Dans une publication sur son compte Facebook officiel, il adresse un avertissement direct aux candidats à la présidence nationale du parti, à l’approche de la convention extraordinaire annoncée pour le mois d’octobre.

Sans citer explicitement les contours d’une éventuelle future direction du MRC, Mamadou Mota affirme qu’aucun projet de rapprochement avec Willy Mengue et les personnes qui lui sont associées ne saurait être accepté. Pour lui, cette question doit être considérée comme une condition essentielle dans le choix des prochains dirigeants du parti.

Le responsable politique estime que toute démarche visant à renouer avec ces acteurs serait incompatible avec la ligne d’opposition défendue par le MRC. Il considère notamment que les relations, même indirectes, avec le ministère de l’Administration territoriale (MINAT) représentent une rupture avec les engagements militants de la formation politique.

Dans son message, Mamadou Mota va jusqu’à qualifier de « haute trahison militante » toute collaboration avec ceux qu’il présente comme des adversaires des aspirations du parti.
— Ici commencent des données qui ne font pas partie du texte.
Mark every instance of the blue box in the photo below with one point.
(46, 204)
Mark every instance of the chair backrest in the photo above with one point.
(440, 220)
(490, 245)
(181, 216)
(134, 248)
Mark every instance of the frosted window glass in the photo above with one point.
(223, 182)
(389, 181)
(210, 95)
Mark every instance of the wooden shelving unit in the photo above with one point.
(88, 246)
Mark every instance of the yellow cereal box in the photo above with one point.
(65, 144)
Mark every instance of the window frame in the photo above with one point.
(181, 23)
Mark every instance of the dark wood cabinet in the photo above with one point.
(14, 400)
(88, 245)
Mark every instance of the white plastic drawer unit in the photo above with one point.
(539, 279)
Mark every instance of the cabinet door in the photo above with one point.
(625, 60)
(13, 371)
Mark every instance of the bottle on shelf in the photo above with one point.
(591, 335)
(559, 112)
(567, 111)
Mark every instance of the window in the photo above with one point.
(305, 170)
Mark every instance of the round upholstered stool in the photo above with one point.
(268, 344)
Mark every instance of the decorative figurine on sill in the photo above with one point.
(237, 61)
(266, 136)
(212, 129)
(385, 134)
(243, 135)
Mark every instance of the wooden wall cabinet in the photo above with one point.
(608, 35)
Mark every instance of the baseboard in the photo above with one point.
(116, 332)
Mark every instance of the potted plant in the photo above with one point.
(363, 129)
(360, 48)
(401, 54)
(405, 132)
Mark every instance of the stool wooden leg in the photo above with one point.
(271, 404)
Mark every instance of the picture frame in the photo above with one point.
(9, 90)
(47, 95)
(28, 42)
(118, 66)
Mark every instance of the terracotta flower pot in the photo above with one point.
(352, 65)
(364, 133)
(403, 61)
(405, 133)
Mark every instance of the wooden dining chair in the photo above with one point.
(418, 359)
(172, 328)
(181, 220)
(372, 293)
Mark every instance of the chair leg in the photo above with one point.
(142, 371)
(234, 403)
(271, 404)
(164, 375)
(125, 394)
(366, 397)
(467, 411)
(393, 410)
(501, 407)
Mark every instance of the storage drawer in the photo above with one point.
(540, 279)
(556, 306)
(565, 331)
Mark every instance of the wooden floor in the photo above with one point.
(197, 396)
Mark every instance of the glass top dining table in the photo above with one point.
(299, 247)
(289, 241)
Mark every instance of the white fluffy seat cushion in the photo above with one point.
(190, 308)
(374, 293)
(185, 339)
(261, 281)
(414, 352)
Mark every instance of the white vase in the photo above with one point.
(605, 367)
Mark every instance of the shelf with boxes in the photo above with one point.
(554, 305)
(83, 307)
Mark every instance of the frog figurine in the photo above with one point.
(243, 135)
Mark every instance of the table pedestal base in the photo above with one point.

Il prévient ainsi les prétendants à la présidence nationale : un candidat qui envisagerait une telle réconciliation perdrait, selon lui, toute légitimité pour prétendre défendre les intérêts du MRC.

Cette prise de position intervient dans un contexte de tensions internes, marqué par des désaccords sur l’orientation politique du parti et la gestion de certaines de ses relations avec les autorités.

La publication de Mamadou Mota pose donc une exigence claire pour la prochaine direction : maintenir une ligne de confrontation avec les acteurs considérés comme proches du pouvoir ou privilégier une éventuelle démarche d’apaisement.

Pour l’heure, les autres candidats à la présidence nationale du MRC n’ont pas encore réagi publiquement à cette déclaration.